Lately I’ve spoken to people who feel that they were ‘caught out’ when they ordered from a website that ended in ‘.ie’. They presumed that the ‘.ie’ meant that they website had to be from an Irish Company only to find that it was in fact from a UK business.
This means that they had to pay for custom duty and tax and also that it took many weeks to arrive.
Just because you’re buying from a .ie domain name doesn’t mean that you’re buying Irish.
Many companies with a .ie website get their products from the UK. Currys/PC World customers in particular have been grappling with Brexit-related woes in the last few weeks. Long delivery delays, unexpected Vat bills, and cancelled orders led to a flurry of complaints against the retailer.
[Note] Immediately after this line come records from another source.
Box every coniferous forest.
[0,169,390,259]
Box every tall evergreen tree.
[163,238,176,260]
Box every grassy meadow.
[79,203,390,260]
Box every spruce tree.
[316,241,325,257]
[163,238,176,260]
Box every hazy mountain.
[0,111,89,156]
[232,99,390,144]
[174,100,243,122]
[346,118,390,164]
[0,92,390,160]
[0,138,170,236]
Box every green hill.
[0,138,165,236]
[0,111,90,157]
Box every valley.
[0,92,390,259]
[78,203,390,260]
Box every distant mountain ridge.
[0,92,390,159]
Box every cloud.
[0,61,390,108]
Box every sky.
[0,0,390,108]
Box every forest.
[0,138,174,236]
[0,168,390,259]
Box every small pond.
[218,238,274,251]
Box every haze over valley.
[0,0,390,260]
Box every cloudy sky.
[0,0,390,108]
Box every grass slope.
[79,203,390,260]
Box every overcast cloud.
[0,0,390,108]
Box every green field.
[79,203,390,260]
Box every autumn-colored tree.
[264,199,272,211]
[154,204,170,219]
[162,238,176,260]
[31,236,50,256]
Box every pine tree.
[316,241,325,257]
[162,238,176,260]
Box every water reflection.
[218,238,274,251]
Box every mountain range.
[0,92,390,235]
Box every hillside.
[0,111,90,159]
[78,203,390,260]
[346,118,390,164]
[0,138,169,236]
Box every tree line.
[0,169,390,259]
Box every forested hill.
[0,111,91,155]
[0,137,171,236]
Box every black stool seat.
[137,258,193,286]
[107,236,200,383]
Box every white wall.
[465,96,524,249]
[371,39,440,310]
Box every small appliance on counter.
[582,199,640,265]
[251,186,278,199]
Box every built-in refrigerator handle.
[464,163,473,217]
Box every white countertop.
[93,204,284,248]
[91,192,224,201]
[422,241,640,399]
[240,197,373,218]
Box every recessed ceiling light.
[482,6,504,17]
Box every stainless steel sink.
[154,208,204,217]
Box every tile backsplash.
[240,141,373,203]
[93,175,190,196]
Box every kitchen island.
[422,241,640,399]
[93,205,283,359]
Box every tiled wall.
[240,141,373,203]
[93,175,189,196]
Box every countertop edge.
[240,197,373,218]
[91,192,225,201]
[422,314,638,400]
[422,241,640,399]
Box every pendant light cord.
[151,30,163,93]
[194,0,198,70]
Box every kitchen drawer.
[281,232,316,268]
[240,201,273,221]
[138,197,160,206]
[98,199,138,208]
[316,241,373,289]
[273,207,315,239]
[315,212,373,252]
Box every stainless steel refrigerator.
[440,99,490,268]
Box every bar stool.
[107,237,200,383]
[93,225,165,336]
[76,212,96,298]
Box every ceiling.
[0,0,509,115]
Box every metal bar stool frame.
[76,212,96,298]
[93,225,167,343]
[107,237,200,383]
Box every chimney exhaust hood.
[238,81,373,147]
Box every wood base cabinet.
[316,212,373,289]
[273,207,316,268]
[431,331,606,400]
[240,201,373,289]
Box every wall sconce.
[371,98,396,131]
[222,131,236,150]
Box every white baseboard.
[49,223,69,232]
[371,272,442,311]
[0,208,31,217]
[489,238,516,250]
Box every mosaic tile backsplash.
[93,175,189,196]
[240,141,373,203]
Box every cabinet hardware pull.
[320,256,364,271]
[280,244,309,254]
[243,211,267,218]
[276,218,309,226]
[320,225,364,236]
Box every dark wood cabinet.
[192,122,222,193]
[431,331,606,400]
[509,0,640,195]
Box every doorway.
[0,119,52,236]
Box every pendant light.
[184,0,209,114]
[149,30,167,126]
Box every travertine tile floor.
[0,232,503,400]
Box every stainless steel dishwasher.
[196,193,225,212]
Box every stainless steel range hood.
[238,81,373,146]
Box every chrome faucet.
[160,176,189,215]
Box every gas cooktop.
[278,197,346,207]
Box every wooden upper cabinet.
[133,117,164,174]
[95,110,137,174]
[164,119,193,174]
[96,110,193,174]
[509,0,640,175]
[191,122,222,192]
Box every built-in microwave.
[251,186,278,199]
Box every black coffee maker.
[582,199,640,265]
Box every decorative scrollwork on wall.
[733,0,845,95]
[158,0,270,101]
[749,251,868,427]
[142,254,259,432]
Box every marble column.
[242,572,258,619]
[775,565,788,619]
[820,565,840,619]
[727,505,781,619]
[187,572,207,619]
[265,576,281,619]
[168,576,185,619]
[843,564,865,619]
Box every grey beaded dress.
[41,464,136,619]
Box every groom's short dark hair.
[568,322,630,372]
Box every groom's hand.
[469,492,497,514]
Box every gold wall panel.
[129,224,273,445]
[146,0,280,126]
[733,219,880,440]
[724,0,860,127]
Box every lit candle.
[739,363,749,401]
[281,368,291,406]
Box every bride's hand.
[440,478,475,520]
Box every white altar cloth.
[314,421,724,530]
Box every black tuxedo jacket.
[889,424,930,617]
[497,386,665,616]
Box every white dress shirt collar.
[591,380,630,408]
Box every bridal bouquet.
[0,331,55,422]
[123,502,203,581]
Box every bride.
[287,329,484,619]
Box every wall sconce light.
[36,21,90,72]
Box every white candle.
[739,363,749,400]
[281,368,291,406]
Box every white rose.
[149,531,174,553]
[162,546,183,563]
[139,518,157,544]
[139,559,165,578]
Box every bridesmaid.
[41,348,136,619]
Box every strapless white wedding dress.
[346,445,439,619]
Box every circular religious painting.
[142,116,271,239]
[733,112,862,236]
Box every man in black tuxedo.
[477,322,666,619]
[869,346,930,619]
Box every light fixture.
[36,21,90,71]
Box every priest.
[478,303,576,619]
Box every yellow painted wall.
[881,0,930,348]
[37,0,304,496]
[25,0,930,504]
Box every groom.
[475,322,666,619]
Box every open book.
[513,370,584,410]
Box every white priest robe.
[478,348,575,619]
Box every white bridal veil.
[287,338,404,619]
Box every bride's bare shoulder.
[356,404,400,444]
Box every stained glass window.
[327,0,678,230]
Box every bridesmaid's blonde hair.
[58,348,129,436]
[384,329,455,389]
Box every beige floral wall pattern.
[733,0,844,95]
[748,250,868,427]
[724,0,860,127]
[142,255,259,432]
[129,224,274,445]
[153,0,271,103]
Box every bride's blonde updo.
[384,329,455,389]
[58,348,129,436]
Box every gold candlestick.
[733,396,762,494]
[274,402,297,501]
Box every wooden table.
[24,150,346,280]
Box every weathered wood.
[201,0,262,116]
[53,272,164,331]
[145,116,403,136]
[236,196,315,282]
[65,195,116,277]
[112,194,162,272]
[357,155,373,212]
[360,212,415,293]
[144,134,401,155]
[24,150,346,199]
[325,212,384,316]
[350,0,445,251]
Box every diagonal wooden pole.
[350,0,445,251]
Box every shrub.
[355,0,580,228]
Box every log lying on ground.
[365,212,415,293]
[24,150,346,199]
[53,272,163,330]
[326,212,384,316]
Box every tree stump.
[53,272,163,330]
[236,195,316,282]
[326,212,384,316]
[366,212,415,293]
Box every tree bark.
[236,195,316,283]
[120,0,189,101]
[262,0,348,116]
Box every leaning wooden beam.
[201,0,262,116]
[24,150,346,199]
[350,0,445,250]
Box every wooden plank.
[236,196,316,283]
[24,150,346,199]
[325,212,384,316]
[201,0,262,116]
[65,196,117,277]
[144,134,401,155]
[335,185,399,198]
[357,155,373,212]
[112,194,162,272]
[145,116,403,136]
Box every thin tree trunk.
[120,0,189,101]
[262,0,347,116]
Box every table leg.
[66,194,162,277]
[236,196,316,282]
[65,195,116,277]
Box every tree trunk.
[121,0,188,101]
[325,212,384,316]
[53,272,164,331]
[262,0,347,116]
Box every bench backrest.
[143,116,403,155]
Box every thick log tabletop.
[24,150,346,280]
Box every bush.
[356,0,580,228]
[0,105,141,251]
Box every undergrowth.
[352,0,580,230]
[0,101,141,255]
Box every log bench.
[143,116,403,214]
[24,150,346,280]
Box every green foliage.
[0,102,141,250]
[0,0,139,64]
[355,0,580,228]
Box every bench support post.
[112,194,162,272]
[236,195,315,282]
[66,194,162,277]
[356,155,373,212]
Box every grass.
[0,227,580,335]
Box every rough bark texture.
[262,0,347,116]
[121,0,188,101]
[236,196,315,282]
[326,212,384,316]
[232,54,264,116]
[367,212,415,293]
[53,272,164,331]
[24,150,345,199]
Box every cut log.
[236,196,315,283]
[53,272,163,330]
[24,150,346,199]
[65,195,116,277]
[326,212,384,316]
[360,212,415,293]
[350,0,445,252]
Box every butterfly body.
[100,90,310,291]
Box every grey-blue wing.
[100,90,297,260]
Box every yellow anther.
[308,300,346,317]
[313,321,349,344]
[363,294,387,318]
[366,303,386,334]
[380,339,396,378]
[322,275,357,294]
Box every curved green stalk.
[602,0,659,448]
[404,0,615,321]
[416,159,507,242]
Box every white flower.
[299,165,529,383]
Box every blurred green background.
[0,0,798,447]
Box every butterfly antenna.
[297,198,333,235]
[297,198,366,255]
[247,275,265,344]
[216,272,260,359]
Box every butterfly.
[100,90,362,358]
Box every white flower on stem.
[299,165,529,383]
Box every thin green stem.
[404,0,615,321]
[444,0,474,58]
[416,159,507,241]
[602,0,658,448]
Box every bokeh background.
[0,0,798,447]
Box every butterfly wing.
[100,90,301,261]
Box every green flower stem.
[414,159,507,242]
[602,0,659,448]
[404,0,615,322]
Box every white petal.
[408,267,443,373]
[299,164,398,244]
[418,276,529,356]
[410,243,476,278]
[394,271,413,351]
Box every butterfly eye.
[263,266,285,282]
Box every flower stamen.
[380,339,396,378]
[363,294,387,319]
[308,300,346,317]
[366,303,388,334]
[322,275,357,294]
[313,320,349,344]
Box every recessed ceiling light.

In order to register a .ie domain name, commercial applicants must provide a ‘real and substantive connection to the island of Ireland’.
If they’re not resident here, they may still be eligible to register if they sell goods or services to consumers or businesses in the island of Ireland and can provide evidence of this.
To find out where the business behind the site is based/registered, check the business’s registered/postal address in the ‘About Us’ section, the ‘Contact Us’ section or in the terms and conditions.
If you just get a blank form…Leave!
If not, delivery times are always a giveaway. If you’re looking at a two-week wait, it’s unlikely they’re shipping from here, or indeed from within the EU.
If you’re looking at one to two months for delivery, the order will almost certainly be shipped from outside the EU.
While under EU law, businesses must provide customers with delivery information, they are under no obligation to legally state where they are shipping from.